The Sermon on the Plain is Luke’s account of the (longer) Sermon on the Mount from Matthew. One of the themes running through Luke’s gospel is what is known as a “reversal of fortunes”. The earliest audiences to read this account equated worldly wealth with being in God’s favor. They would have been scandalized by Luke’s version of the Beatitudes which reverses that notion, showing God’s commitment to the poor and oppressed. To this end, Luke did not spiritualize the Beatitudes in the way that Matthew did. Consider for example Luke’s “Blessed are the poor...” vs Matthew’s “Blessed are the poor in spirit...”.
This Sermon is said to be a summary of the gospel and the Beatitudes a summary of the Sermon. So in the Beatitudes, we find the very heart of Jesus’ teaching. Each beatitude begins “Blessed are…”. Used throughout Scripture, the word “blessed” in Hebrew means to “increase in joy” and the beatitudes themselves are promises of eternal happiness in God’s kingdom!
Reflect on that for just a moment.
How shockingly wonderful that the very heart of Jesus’ message is His desire for us to be truly happy! As if that is not enough, He also provides some concrete examples, by way of the rest of the Sermon, of how we can achieve that happiness.
Does Luke’s version of the Beatitudes imply that someone who experiences happiness here on Earth is excluded from these promises?
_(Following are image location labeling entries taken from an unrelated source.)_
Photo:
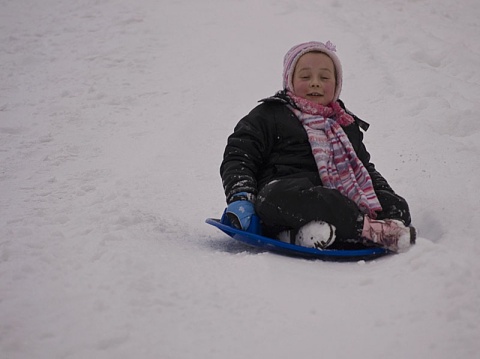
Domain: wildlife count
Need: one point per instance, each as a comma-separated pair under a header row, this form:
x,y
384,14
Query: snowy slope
x,y
113,119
When considered alongside Matthew’s version and in the context of all Sacred Scripture, the answer is no. Every person encounters grief and struggles in life. The readings from this Sunday remind us that living in communion with God’s desire for us, His desire that we be truly happy, means using created realities, His created realities, in a way that bring us and our neighbors closer to Him. When we place our trust and hope in the Lord, cooperating with the graces He showers on us and His will for our lives, we move closer to His promise of eternal joy.